A comprehensive glacier hydrology model was developed within the Cold Regions Hydrological Modelling platform (CRHM) to include modules representing wind flow over complex terrain, blowing snow redistribution and sublimation by wind, snow redistribution by avalanches, solar irradiance to sloping surfaces, surface sub-limation, glacier mass balance and runoff, meltwater and streamflow routing. The physically based glacier hy-drology model created from these modules in CRHM was applied to simulate the hydrology of the instrumented, glacierized and rapidly deglaciating Peyto and Athabasca glacier research basins in the Canadian Rockies without calibration of parameters from streamflow. It was tested against observed albedo, point and aggregated glacier mass balance, and streamflow and found to successfully simulate surface albedo, snow redistribution, snow and glacier accumulation and ablation, mass balance and streamflow discharge, both when driven by in -situ observations and reanalysis forcing data.
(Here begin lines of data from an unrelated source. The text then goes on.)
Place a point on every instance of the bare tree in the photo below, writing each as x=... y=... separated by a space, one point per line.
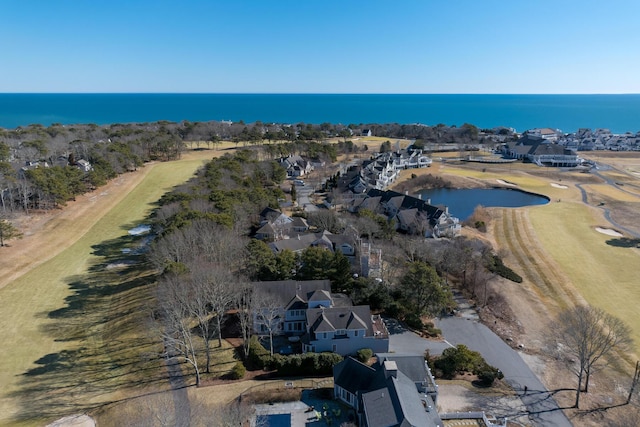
x=268 y=316
x=244 y=302
x=589 y=334
x=174 y=301
x=211 y=296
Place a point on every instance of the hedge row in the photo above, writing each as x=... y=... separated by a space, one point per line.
x=307 y=364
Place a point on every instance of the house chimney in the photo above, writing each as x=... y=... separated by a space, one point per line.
x=390 y=368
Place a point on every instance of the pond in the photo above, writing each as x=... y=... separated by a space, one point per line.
x=462 y=202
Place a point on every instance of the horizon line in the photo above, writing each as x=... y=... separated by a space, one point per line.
x=324 y=93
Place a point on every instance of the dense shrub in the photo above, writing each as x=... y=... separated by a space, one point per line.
x=364 y=354
x=307 y=364
x=238 y=371
x=431 y=330
x=259 y=356
x=413 y=321
x=487 y=374
x=495 y=265
x=460 y=359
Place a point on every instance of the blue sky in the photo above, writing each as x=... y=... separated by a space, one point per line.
x=306 y=46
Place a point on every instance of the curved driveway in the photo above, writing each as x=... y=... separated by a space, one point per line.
x=541 y=406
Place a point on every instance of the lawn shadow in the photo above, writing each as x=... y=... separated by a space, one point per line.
x=106 y=352
x=624 y=242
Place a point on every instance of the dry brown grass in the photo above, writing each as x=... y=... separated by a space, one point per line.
x=68 y=322
x=564 y=261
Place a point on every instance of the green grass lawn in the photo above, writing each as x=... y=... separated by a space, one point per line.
x=71 y=327
x=605 y=275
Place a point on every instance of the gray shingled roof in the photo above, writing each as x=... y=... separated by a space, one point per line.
x=284 y=291
x=379 y=409
x=353 y=376
x=413 y=366
x=347 y=318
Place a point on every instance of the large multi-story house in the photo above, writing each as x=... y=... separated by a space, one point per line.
x=324 y=321
x=344 y=330
x=541 y=151
x=295 y=166
x=411 y=214
x=395 y=391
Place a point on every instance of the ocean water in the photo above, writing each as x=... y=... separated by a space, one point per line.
x=619 y=113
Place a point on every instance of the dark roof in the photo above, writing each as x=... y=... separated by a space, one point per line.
x=389 y=398
x=334 y=318
x=379 y=408
x=353 y=376
x=320 y=295
x=269 y=214
x=413 y=366
x=284 y=291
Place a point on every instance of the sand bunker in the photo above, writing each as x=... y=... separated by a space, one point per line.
x=608 y=232
x=553 y=184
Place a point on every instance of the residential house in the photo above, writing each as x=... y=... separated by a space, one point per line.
x=290 y=298
x=383 y=395
x=398 y=390
x=344 y=330
x=325 y=239
x=540 y=151
x=274 y=225
x=295 y=166
x=412 y=214
x=326 y=321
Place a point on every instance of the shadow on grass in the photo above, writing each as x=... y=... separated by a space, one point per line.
x=624 y=242
x=106 y=349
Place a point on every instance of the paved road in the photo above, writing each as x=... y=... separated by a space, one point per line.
x=182 y=408
x=304 y=191
x=541 y=406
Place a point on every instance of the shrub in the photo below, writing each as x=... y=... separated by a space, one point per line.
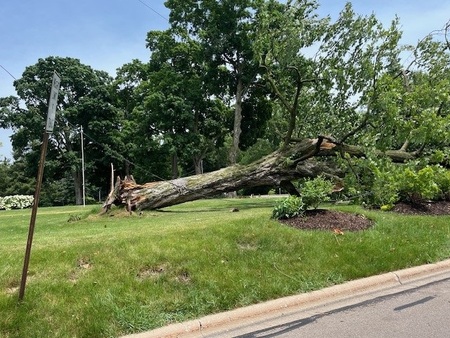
x=416 y=186
x=316 y=191
x=16 y=202
x=289 y=207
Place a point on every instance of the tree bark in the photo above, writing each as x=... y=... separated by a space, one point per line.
x=302 y=159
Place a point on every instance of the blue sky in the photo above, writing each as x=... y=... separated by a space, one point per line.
x=107 y=34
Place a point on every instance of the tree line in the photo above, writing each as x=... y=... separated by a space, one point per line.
x=228 y=83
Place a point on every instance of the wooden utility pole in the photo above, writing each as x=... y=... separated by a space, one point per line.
x=52 y=103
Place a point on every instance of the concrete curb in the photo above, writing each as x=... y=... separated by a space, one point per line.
x=306 y=300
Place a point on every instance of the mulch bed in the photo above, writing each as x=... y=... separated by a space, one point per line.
x=337 y=221
x=333 y=220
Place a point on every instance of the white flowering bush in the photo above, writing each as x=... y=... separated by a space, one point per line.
x=16 y=202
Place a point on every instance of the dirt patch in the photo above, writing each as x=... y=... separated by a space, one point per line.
x=333 y=220
x=338 y=221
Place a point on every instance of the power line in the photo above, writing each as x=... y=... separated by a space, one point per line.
x=152 y=9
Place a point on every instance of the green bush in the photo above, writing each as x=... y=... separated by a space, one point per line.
x=417 y=186
x=316 y=191
x=16 y=202
x=290 y=207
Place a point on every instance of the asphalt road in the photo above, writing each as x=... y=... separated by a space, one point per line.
x=411 y=311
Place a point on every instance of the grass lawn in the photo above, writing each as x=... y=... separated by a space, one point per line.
x=105 y=276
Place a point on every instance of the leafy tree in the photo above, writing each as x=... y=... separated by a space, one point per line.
x=84 y=101
x=340 y=90
x=224 y=31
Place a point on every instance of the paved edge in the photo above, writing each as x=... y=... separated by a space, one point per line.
x=310 y=299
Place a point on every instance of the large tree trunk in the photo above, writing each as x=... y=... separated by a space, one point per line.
x=301 y=159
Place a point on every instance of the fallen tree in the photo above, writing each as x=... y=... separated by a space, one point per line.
x=299 y=159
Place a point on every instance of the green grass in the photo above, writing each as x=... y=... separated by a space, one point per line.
x=105 y=276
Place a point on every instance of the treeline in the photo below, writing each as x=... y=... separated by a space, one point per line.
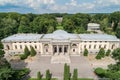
x=12 y=23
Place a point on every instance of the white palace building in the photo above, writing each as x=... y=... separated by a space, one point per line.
x=60 y=43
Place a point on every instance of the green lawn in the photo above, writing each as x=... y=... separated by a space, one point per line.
x=42 y=79
x=57 y=79
x=85 y=79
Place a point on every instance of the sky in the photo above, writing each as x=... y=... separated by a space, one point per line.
x=59 y=6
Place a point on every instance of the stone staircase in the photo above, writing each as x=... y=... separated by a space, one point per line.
x=60 y=59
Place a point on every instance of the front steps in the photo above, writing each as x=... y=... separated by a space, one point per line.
x=60 y=59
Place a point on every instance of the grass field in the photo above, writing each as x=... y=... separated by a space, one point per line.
x=57 y=79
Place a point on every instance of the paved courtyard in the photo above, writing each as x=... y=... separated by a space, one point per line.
x=43 y=63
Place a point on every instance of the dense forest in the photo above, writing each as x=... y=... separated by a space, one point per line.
x=12 y=23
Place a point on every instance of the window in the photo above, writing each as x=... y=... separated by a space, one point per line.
x=20 y=46
x=73 y=50
x=35 y=47
x=113 y=46
x=65 y=49
x=84 y=46
x=104 y=46
x=55 y=49
x=94 y=46
x=74 y=45
x=8 y=48
x=99 y=46
x=89 y=46
x=46 y=50
x=90 y=41
x=15 y=46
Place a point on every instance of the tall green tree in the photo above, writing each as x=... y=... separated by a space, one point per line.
x=118 y=32
x=75 y=75
x=32 y=52
x=39 y=77
x=48 y=75
x=6 y=73
x=114 y=19
x=26 y=51
x=116 y=54
x=85 y=52
x=101 y=54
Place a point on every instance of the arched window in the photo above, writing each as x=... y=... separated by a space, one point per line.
x=20 y=46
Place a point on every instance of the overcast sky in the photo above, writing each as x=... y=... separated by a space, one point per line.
x=60 y=6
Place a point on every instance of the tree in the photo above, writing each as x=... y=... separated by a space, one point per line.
x=75 y=75
x=39 y=77
x=66 y=72
x=32 y=52
x=101 y=54
x=108 y=52
x=118 y=32
x=26 y=51
x=114 y=19
x=6 y=73
x=116 y=54
x=48 y=75
x=1 y=45
x=85 y=52
x=100 y=72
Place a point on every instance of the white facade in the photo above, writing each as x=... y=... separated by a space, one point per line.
x=60 y=42
x=93 y=27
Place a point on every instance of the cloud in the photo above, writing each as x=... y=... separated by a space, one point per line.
x=71 y=6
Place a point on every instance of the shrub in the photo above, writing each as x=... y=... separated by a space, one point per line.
x=108 y=52
x=100 y=54
x=32 y=52
x=23 y=56
x=85 y=52
x=75 y=75
x=100 y=72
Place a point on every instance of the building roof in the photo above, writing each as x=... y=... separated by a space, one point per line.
x=23 y=37
x=60 y=34
x=93 y=25
x=98 y=37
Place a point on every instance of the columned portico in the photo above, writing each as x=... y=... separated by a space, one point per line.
x=60 y=50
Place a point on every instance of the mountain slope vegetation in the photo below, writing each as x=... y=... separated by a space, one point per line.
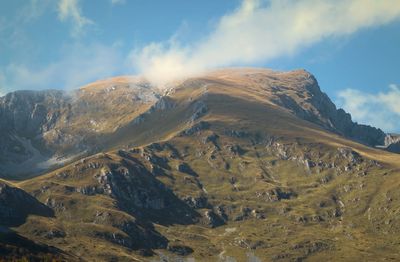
x=240 y=164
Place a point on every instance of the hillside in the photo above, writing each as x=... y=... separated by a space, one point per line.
x=241 y=164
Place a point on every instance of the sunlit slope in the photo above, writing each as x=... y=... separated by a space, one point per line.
x=218 y=168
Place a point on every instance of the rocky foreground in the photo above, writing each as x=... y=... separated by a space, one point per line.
x=244 y=164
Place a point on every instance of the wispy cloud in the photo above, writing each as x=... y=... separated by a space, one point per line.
x=77 y=66
x=380 y=109
x=69 y=10
x=259 y=31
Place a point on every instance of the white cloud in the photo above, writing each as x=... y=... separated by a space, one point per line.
x=380 y=110
x=70 y=10
x=258 y=31
x=79 y=65
x=118 y=2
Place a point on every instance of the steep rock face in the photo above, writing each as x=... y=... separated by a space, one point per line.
x=16 y=205
x=42 y=129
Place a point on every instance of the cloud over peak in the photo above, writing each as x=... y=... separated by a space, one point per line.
x=259 y=31
x=69 y=10
x=381 y=109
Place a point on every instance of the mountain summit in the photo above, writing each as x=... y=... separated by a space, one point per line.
x=45 y=129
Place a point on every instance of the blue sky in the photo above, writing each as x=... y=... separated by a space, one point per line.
x=351 y=46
Long term modelling results indicate that the increases in discharge from the 1960s to the present are due to increased glacier ice melt contributions, despite declining precipitation and snow melt.

Automated summary

This article introduces a comprehensive glacier hydrology model developed within the Cold Regions Hydrological Modelling platform, which was applied to simulate the hydrology of glacier research basins in the Canadian Rockies. The model was successfully tested against observed data and found to accurately simulate various processes related to glacier hydrology. It also revealed that increased glacier ice melt contributions are the main reason for the increased discharge.